I soldi per uscire dalla crisi ci sono. Sono i nostri, 235 miliardi di euro, il risparmio postale di 24 milioni di italiani. Li raccoglie Cassa depositi e prestiti, nata per essere la “banca degli enti locali”. Ma che cosa ne fa oggi?
Sono passati dieci anni esatti dalla privatizzazione di Cdp. “La posta in gioco” spiega che cosa è diventata e come impiega i soldi del risparmio postale di 24 milioni di comuni cittadini, giovani, lavoratori, pensionati. Uno strumento indispensabile per chi vuole capire fino in fondo “che fine fanno i soldi”.
Era il novembre del 2003, e il ministro del Tesoro Giulio Tremonti decise la trasformazione di Cassa depositi e prestiti in società per azioni, e la sua parziale privatizzazione.
Una vera “rivoluzione”, a partire dalla quale Cdp – l’acronimo con cui è conosciuta – ha preso a comportarsi sempre più come un “fondo sovrano”, forte – a differenza del sistema bancario – di una straordinaria liquidità, garantita dal risparmio postale degli italiani: 24 milioni che detengono un libretto di risparmio postale o hanno investito in Buoni fruttiferi postali
Pochi di loro però sanno che oggi Cdp utilizza quelle risorse come un qualsiasi investitore, attraverso società di gestione del risparmio e fondi d’investimento partecipati dalla società.
Dopo dieci anni esatti, “La posta in gioco” fa il punto su ciò che è successo in questi anni: i limiti all’impiego delle risorse di Cdp a favore degli enti locali, tradizionali beneficiari dei prestiti della Cassa; e l’ampliamento dei margini d’azione di Cdp, chiamata in causa per ogni foglia che si muove nell’economia italiana, basti pensare ai recenti casi Alitalia e Telecom.
Ma non solo: suggerisce infatti possibili strategie per la trasformazione e la “risocializzazione” di Cassa depositi e prestiti, verso una nuova finanza pubblica e sociale.
Spiega Luca Martinelli, giornalista di Altreconomia:”Dall’housing sociale alle autostrade, dalla banda larga alla grande distribuzione organizzata, dagli aeroporti ai servizi pubblici locali, oggi Cdp è un ‘fondo sovrano’ che allarga le maglie della propria azione a un numero imprecisato di settori dell’economia italiana.

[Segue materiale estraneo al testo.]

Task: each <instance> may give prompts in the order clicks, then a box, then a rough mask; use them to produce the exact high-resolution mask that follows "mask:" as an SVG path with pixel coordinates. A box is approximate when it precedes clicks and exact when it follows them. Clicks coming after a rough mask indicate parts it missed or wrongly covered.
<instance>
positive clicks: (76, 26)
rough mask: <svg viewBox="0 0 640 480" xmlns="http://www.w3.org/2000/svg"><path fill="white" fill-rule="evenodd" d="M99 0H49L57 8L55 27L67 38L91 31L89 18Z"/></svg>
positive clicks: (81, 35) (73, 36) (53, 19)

Credo che – pur restando gli stessi i suoi ambiti di ‘manifesto interesse’ – sia possibile calibrare in modo diverso la sua azione: se interessano ad esempio gli acquedotti, deve promuovere un ‘fondo’ per l’ammodernamento della rete, garantendo prestiti a tasso agevolato ai soggetti pubblici, non favorire la privatizzazione delle società di gestione; se interessa la distribuzione del cibo, può articolare programmi a favore dei numerosi esempi di filiera corta e Piccola distribuzione organizzata che si sono sviluppati sul territorio, non diventare azionista di una società che costruisce e gestisce iper e supermercati”.
“Non è vero che i soldi non ci sono, come la litania della politica ci ricorda ogni giorno – aggiunge Antonio Tricarico, responsabile del programma Nuova finanza pubblica di Re:Common – ma ci sono e sono tanti, ed appartengono alle famiglie italiane. Il risparmio postale se gestito in altro modo dalla Cdp ci può davvero portare fuori dalla crisi promuovendo un’economia diversa, più equa e giusta sui territori. Ma per ottenere ciò questa volta spetta ai cittadini fare cassa, chiedendo dagli sportelli postali al Parlamento di risocializzare questa istituzione cruciale fuori da una logica di mercato dando voce in capitolo ai risparmiatori su come i loro risparmi debbano essere investiti per l’interesse pubblico, la difesa dei beni comuni e dei territori.”
Quei soldi, i nostri risparmi, potrebbero essere utilizzati per uscire dalla crisi.
La posta in gioco è il futuro del Paese.